'What are you doing here?' Moores asked us again. A lot of the determination had gone out of his voice - his wife's wavering cries had done that. 'I don't understand. Is it a prison break, or... '
John set Harry aside - just picked him up and moved him over - and then climbed to the stoop. He stood between Brutal and me, so big he almost pushed us off either side and into Melly's holly bushes. Moores's eyes turned up to follow him, the way a person's eyes do when he's trying to see the top of a tall tree. And suddenly the world fell back into place for me. That spirit of discord, which had jumbled my thoughts like powerful fingers sifting through sand or grains of rice, was gone. I thought I also understood why Harry had been able to act when Brutal and I could only stand, hopeless and indecisive, in front of our boss. Harry had been with John... and whatever spirit it is that opposes that other, demonic one, it was in John Coffey that night. And, when John stepped forward to face Warden Moores, it was that other spirit - something white, that's how I think of it, as something white - which took control of the situation. The other thing didn't leave, but I could see it drawing back like a shadow in a sudden strong light.
'I want to help,' John Coffey said. Moores looked up at him, eyes fascinated, mouth hanging open. When Coffey plucked the Buntline Special from his hand and passed it to me, I don't think Hal even knew it was gone. I carefully lowered the hammer. Later, when I checked the cylinder, I would find it had been empty all along. Sometimes I wonder if Hal knew that. Meanwhile, John was still murmuring. 'I came to help her. Just to help. That's all I want.'
'Hal!' she cried from the back bedroom. Her voice sounded a little stronger now, but it also sounded afraid, as if the thing which had so confused and unmanned us had now retreated to her. 'Make them go away, whoever they are! We don't need no sales men in the middle of the night! No Electrolux! No Hoover! No French knickers with come in the crotch! Get them out! Tell them to take a flying f**k at a rolling d... d... ' Something broke - it could have been a waterglass - and then she began to sob.
'Just to help,' John Coffey said in a voice so low it was hardly more than a whisper. He ignored the woman's sobbing and profanity equally. 'Just to help, boss, that's all.'
'You can't,' Moores said. 'No one can.' It was a tone I'd heard before, and after a moment I realized it was how I'd sounded myself when I'd gone into Coffey's cell the night he cured my urinary infection. Hypnotized.
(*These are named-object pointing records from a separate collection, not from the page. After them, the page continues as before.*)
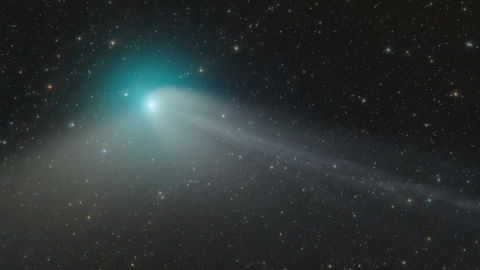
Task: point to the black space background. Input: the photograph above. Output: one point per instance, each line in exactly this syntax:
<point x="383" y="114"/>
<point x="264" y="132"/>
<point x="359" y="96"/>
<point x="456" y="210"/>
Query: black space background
<point x="398" y="77"/>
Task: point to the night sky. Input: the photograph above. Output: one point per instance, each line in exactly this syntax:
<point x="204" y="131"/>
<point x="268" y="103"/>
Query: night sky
<point x="239" y="134"/>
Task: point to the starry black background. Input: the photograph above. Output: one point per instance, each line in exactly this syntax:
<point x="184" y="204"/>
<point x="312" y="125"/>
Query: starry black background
<point x="391" y="86"/>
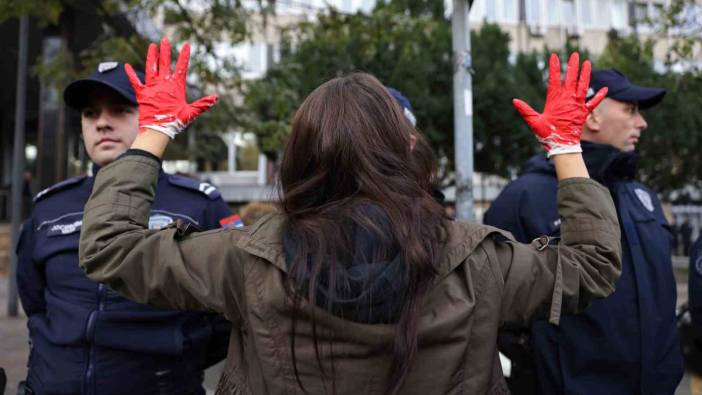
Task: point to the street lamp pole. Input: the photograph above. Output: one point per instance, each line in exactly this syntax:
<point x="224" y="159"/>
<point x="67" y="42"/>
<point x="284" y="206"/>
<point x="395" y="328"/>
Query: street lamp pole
<point x="18" y="161"/>
<point x="462" y="110"/>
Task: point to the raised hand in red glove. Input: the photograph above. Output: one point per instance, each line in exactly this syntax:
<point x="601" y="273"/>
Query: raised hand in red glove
<point x="560" y="126"/>
<point x="161" y="98"/>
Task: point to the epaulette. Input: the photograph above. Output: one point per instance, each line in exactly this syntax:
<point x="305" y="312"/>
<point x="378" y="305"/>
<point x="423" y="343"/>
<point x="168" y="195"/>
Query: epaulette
<point x="205" y="188"/>
<point x="58" y="187"/>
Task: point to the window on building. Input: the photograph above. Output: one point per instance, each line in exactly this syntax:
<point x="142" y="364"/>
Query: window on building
<point x="554" y="12"/>
<point x="509" y="11"/>
<point x="602" y="15"/>
<point x="585" y="8"/>
<point x="638" y="13"/>
<point x="491" y="10"/>
<point x="568" y="13"/>
<point x="477" y="11"/>
<point x="534" y="16"/>
<point x="618" y="14"/>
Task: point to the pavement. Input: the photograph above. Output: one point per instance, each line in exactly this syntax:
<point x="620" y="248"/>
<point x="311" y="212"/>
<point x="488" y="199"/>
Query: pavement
<point x="14" y="346"/>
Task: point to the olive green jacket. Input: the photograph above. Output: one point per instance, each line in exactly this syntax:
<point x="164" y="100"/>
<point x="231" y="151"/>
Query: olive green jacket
<point x="484" y="279"/>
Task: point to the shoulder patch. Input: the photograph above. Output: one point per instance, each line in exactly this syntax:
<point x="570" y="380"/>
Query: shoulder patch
<point x="205" y="188"/>
<point x="58" y="187"/>
<point x="645" y="199"/>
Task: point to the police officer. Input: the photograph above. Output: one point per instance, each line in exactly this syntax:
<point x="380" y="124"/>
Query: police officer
<point x="628" y="342"/>
<point x="84" y="338"/>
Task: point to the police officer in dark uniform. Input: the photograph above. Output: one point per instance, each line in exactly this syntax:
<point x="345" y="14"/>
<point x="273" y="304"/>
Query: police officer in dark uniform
<point x="84" y="338"/>
<point x="627" y="343"/>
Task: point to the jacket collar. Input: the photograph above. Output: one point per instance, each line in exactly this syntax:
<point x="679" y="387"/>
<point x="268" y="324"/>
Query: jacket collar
<point x="264" y="240"/>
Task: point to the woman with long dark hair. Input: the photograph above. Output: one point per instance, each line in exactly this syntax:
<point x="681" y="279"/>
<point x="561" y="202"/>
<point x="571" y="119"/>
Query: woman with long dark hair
<point x="360" y="284"/>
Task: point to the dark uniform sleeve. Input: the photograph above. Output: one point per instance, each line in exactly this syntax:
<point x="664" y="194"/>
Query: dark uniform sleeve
<point x="31" y="280"/>
<point x="695" y="284"/>
<point x="562" y="278"/>
<point x="524" y="209"/>
<point x="167" y="267"/>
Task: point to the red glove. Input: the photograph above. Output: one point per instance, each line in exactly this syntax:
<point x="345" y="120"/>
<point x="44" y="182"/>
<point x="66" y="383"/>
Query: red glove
<point x="561" y="124"/>
<point x="161" y="99"/>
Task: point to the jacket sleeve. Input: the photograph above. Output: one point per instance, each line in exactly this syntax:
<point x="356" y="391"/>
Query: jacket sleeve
<point x="695" y="284"/>
<point x="167" y="267"/>
<point x="565" y="277"/>
<point x="221" y="328"/>
<point x="31" y="280"/>
<point x="216" y="210"/>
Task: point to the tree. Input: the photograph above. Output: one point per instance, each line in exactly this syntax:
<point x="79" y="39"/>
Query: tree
<point x="671" y="144"/>
<point x="206" y="24"/>
<point x="407" y="45"/>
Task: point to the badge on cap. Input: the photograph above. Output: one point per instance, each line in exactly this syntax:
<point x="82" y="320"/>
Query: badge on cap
<point x="107" y="66"/>
<point x="644" y="198"/>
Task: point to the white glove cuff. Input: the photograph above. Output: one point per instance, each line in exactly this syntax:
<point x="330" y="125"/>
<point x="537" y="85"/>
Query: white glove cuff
<point x="558" y="149"/>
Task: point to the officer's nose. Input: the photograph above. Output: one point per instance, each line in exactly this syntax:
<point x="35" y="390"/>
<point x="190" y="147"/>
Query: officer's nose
<point x="103" y="121"/>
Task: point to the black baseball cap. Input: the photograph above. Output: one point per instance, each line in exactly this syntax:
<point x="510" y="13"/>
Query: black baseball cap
<point x="109" y="74"/>
<point x="404" y="103"/>
<point x="620" y="88"/>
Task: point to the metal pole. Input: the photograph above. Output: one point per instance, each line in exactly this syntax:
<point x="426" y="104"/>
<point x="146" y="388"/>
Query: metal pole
<point x="18" y="162"/>
<point x="462" y="111"/>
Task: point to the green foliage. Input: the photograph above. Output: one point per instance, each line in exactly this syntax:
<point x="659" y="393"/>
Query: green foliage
<point x="671" y="144"/>
<point x="46" y="12"/>
<point x="206" y="24"/>
<point x="502" y="139"/>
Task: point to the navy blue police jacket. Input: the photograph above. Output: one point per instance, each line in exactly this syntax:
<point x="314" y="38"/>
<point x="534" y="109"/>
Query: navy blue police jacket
<point x="628" y="342"/>
<point x="695" y="285"/>
<point x="86" y="339"/>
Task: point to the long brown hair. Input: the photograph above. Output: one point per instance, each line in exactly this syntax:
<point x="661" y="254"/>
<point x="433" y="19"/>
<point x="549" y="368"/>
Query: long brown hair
<point x="350" y="148"/>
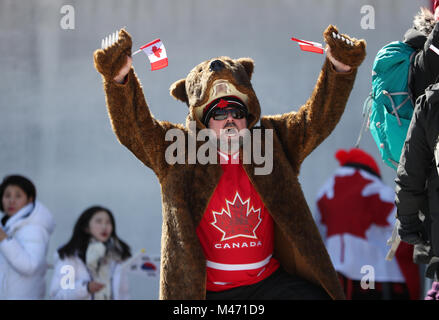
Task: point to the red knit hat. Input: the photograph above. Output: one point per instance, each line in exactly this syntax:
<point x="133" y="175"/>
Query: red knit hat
<point x="357" y="156"/>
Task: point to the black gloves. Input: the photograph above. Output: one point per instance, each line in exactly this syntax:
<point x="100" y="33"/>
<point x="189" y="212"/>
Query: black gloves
<point x="411" y="229"/>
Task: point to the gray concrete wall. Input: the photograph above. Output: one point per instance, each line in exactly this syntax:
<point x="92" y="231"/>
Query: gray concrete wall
<point x="53" y="122"/>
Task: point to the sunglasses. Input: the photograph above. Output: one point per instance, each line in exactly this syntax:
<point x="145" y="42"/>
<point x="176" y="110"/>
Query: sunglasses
<point x="222" y="114"/>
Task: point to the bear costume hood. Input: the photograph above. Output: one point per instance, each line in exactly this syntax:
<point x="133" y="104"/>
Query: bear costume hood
<point x="216" y="78"/>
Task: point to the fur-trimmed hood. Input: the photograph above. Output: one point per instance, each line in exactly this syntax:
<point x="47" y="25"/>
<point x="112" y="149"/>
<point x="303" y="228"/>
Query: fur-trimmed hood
<point x="423" y="25"/>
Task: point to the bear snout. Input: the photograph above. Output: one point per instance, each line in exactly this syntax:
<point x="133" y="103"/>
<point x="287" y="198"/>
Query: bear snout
<point x="216" y="65"/>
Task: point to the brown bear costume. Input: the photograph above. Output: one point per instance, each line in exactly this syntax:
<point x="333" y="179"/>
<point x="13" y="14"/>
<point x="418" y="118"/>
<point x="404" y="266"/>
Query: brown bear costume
<point x="187" y="188"/>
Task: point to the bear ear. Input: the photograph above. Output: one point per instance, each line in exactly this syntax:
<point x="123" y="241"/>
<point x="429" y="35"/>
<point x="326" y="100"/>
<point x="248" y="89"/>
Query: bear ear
<point x="178" y="90"/>
<point x="248" y="65"/>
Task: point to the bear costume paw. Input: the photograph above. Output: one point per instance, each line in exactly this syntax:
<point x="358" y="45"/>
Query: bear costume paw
<point x="345" y="49"/>
<point x="110" y="60"/>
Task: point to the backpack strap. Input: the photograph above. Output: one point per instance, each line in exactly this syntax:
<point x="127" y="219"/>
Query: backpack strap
<point x="367" y="108"/>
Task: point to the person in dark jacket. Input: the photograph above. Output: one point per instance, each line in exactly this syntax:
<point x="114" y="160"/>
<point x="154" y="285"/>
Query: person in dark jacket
<point x="417" y="182"/>
<point x="424" y="71"/>
<point x="423" y="37"/>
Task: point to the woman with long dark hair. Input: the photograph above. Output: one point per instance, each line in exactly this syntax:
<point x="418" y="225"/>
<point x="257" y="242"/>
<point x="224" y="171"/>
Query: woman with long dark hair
<point x="90" y="265"/>
<point x="25" y="230"/>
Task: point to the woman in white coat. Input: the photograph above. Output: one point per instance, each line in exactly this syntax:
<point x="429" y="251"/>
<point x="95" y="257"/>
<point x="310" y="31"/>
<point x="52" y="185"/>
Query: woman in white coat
<point x="24" y="237"/>
<point x="90" y="266"/>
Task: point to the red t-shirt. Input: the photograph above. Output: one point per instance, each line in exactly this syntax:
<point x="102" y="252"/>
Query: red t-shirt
<point x="236" y="233"/>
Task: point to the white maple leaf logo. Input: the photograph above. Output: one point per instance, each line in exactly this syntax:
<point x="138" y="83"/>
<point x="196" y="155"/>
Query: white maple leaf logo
<point x="239" y="220"/>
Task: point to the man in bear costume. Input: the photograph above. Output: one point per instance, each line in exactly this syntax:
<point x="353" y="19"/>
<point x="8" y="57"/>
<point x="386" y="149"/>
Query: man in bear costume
<point x="206" y="248"/>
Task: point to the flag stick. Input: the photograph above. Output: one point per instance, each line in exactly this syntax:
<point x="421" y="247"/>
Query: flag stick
<point x="136" y="52"/>
<point x="302" y="41"/>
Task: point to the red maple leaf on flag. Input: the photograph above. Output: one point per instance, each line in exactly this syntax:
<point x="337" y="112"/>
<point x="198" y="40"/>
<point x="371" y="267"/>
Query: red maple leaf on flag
<point x="156" y="51"/>
<point x="350" y="212"/>
<point x="238" y="220"/>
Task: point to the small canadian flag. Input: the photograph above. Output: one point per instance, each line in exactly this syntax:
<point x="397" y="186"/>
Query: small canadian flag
<point x="309" y="45"/>
<point x="156" y="52"/>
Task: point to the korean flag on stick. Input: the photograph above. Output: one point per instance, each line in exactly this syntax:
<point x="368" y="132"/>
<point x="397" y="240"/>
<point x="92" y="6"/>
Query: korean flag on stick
<point x="156" y="52"/>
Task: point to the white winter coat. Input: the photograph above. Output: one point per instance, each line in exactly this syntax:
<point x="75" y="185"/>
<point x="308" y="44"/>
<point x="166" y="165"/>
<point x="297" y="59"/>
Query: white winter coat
<point x="23" y="254"/>
<point x="73" y="268"/>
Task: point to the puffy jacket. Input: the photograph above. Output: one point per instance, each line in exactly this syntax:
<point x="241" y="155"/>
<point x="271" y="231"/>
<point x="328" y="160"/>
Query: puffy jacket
<point x="417" y="181"/>
<point x="23" y="254"/>
<point x="61" y="289"/>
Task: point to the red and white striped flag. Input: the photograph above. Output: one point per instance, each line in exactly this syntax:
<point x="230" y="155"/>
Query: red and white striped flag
<point x="156" y="52"/>
<point x="309" y="46"/>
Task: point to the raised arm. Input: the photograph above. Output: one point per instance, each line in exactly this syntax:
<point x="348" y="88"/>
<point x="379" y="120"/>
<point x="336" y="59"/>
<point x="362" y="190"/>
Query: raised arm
<point x="132" y="122"/>
<point x="302" y="131"/>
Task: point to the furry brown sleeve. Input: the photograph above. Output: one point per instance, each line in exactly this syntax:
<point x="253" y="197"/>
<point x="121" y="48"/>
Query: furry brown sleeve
<point x="132" y="122"/>
<point x="302" y="131"/>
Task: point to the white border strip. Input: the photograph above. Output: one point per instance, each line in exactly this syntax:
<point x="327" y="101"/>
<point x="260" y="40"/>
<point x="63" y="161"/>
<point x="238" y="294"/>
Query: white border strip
<point x="237" y="267"/>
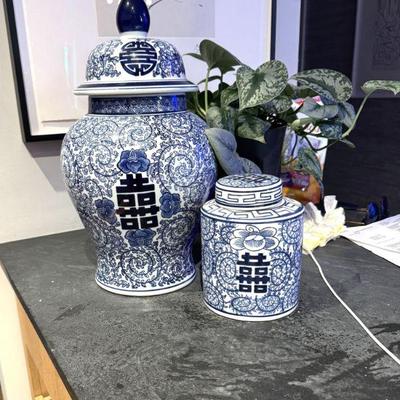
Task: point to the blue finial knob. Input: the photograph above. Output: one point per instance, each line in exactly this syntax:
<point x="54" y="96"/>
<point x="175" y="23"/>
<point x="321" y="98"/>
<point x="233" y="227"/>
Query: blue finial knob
<point x="133" y="16"/>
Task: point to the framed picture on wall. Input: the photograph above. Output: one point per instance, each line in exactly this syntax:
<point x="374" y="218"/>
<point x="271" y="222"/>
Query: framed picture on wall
<point x="51" y="40"/>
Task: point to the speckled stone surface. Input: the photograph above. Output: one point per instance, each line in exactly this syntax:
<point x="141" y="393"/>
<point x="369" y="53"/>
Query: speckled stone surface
<point x="173" y="348"/>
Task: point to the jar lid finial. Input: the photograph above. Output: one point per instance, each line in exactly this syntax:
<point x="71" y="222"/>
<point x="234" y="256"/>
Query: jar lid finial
<point x="133" y="16"/>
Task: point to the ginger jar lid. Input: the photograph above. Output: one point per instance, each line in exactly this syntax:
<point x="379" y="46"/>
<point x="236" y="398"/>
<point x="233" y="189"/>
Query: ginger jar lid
<point x="248" y="191"/>
<point x="134" y="64"/>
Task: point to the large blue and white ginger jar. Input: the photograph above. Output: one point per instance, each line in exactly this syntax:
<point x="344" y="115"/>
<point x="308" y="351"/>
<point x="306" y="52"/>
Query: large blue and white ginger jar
<point x="139" y="167"/>
<point x="251" y="249"/>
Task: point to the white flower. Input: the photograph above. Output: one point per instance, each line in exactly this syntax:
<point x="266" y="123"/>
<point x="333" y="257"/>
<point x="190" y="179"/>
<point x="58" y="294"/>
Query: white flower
<point x="254" y="239"/>
<point x="318" y="229"/>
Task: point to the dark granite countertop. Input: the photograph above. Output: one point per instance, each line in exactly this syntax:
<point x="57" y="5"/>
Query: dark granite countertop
<point x="172" y="348"/>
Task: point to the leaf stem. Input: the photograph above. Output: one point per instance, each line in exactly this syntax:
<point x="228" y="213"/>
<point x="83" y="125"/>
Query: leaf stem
<point x="206" y="89"/>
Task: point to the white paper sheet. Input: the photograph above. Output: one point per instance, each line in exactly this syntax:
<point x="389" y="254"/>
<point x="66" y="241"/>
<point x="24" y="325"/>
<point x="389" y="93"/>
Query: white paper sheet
<point x="381" y="238"/>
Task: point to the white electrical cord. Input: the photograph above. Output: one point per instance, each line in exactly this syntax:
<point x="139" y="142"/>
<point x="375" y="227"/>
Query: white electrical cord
<point x="351" y="312"/>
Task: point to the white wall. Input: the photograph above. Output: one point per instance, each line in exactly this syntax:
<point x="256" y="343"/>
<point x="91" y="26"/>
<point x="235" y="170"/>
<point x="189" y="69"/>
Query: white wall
<point x="33" y="201"/>
<point x="288" y="33"/>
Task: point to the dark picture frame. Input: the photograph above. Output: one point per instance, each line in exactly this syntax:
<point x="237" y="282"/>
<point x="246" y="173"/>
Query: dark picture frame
<point x="19" y="78"/>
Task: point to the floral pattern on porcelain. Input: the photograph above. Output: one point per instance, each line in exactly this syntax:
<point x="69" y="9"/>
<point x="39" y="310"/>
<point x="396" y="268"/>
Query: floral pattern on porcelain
<point x="138" y="105"/>
<point x="278" y="293"/>
<point x="102" y="156"/>
<point x="117" y="60"/>
<point x="251" y="257"/>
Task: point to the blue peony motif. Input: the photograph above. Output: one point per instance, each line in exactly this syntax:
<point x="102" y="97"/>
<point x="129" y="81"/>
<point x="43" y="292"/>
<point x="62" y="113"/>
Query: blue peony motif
<point x="142" y="237"/>
<point x="133" y="161"/>
<point x="105" y="210"/>
<point x="170" y="204"/>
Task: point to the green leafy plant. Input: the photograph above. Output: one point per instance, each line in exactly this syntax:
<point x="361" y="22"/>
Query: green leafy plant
<point x="263" y="99"/>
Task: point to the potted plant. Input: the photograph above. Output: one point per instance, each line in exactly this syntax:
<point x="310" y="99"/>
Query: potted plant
<point x="247" y="119"/>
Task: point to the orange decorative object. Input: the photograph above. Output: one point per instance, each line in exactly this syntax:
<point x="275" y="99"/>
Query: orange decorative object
<point x="312" y="193"/>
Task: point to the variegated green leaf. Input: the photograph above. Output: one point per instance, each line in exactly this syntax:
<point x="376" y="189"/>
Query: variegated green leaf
<point x="348" y="143"/>
<point x="308" y="161"/>
<point x="326" y="82"/>
<point x="251" y="127"/>
<point x="331" y="130"/>
<point x="224" y="145"/>
<point x="388" y="86"/>
<point x="278" y="105"/>
<point x="210" y="79"/>
<point x="214" y="117"/>
<point x="230" y="118"/>
<point x="314" y="110"/>
<point x="346" y="114"/>
<point x="262" y="85"/>
<point x="249" y="167"/>
<point x="217" y="57"/>
<point x="229" y="95"/>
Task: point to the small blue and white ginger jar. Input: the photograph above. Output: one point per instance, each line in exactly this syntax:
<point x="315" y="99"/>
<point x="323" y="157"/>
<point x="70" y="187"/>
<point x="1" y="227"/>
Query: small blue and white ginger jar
<point x="139" y="167"/>
<point x="251" y="249"/>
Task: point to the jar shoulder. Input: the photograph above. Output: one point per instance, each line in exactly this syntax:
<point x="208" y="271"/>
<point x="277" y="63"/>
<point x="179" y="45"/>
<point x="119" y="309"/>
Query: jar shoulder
<point x="285" y="210"/>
You mind your business and I'll mind mine was what I'd told Delacroix... except it had been Coffey who'd been minding my business, just as he was minding Hal Moores's now.
'We think he can,' Brutal said. 'And we didn't risk our jobs - plus a stretch in the can ourselves, maybe - just to get here and turn around and go back without giving it the old college try.'
Only I had been ready to do just that three minutes before. Brutal, too.
John Coffey took the play out of our hands. He pushed into the entry and past Moores, who raised a single strengthless hand to stop him (it trailed across Coffey's hip and fell off; I'm sure the big man never even felt it), and then shuffled down the hall toward the living room, the kitchen beyond it, and the back bedroom beyond that where that shrill unrecognizable voice raised itself again: 'You stay out of here! Whoever you are, just stay out! I'm not dressed, my tits are out and my bitchbox is taking the breeze!'
John paid no attention, just went stolidly along, head bent so he wouldn't smash any of the light fixtures, his round brown skull gleaming, his hands swinging at his sides. After a moment we followed him, me first, Brutal and Hal side by side, and Harry bringing up the rear. I understood one thing perfectly well: it was all out of our hands now, and in John's.